Fixing on the other hand implies that something is broken.
This is my favorite resource on fixing - what it means, how it is a
control issue, what we can do to overcome our need to fix.
http://www.coping.org/control/fixing.htm
http://www.coping.org/control/caretaker.htm
We
attempt to "fix" our clients when we give them advice on what
to do. We "fix" clients when we believe that only we have the
correct
answer and are of course "right". "Interviewing for
Solutions" suggest
that we start with a "posture of not knowing" and rely on the
clients
perceptions and explanations.
Even though we may have more knowledge of anatomy and pathology,
it does not necessarily make us right.

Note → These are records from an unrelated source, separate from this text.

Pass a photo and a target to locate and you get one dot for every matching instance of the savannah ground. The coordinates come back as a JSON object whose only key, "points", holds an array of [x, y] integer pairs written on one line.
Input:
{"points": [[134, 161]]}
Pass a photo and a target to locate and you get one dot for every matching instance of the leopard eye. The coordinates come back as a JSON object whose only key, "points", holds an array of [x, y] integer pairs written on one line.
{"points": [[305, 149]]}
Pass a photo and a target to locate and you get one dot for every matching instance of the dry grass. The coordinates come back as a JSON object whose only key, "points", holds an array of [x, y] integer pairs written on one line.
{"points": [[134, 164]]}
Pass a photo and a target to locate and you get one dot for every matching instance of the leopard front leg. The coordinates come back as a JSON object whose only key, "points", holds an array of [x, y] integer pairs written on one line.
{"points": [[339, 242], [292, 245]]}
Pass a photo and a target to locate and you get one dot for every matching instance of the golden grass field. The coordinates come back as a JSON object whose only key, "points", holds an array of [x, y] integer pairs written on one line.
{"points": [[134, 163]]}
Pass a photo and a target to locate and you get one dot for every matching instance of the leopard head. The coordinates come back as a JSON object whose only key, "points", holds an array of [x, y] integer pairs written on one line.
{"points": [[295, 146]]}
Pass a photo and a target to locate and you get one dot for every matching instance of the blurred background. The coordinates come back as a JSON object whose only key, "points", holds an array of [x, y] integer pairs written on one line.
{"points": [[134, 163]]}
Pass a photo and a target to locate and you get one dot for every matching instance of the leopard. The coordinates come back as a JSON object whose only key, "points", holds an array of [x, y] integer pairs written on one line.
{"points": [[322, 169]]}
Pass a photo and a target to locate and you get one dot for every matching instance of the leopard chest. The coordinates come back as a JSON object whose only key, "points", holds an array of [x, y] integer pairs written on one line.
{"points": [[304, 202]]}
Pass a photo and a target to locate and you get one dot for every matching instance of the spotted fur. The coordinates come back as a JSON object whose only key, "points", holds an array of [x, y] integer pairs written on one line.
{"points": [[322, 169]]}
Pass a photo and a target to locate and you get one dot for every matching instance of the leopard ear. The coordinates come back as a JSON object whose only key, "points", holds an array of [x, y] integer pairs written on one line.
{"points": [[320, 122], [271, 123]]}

The clients are the only ones who
know what is right for them.
Rescuing involves doing something for someone that they should be
doing themselves. Our need to rescue often comes from our own
unmet needs of being rescued ourselves. We act in the way we want
to be treated, thinking that it will get us what we need. We take care
of
others so we won't have to take care of ourselves. It is really just
part
of what I am calling "The code of the caretaker".
When
we are able to show empathy and compassion, we are able to
empower the client to find out what they themselves need to heal.
Empathy and compassion are ways of sharing the pain with them.
(It is not taking on the pain. I believe we take on others pain when
we haven't addressed our own pain or taken care of ourselves so
that we can meet that person who has pain. That will be another
article.)
I have been "hyper" aware of this helping issue since I have
been working
on my own issues with helping and fixing. I know that when I sense that
I am being "fixed" I become resistant and defensive. When that
happens
with clients, the possibilities for healing become limited.
The answer to helping and fixing is engaging with clients -meeting
clients
where they are, setting aside our thoughts, agendas and preconceived
notions to create a container for healing to begin.
Engagement also happens in the process of supervision. Working
with a supervisor or peer supervision group will teach us how
to become more engaged in every moment of our lives. We can learn more
about how we engage or disengage with our clients when we are able to
see
ourselves and our stories more easily. In supervision, we are able to
learn about
our stories and how our thoughts have created our realities.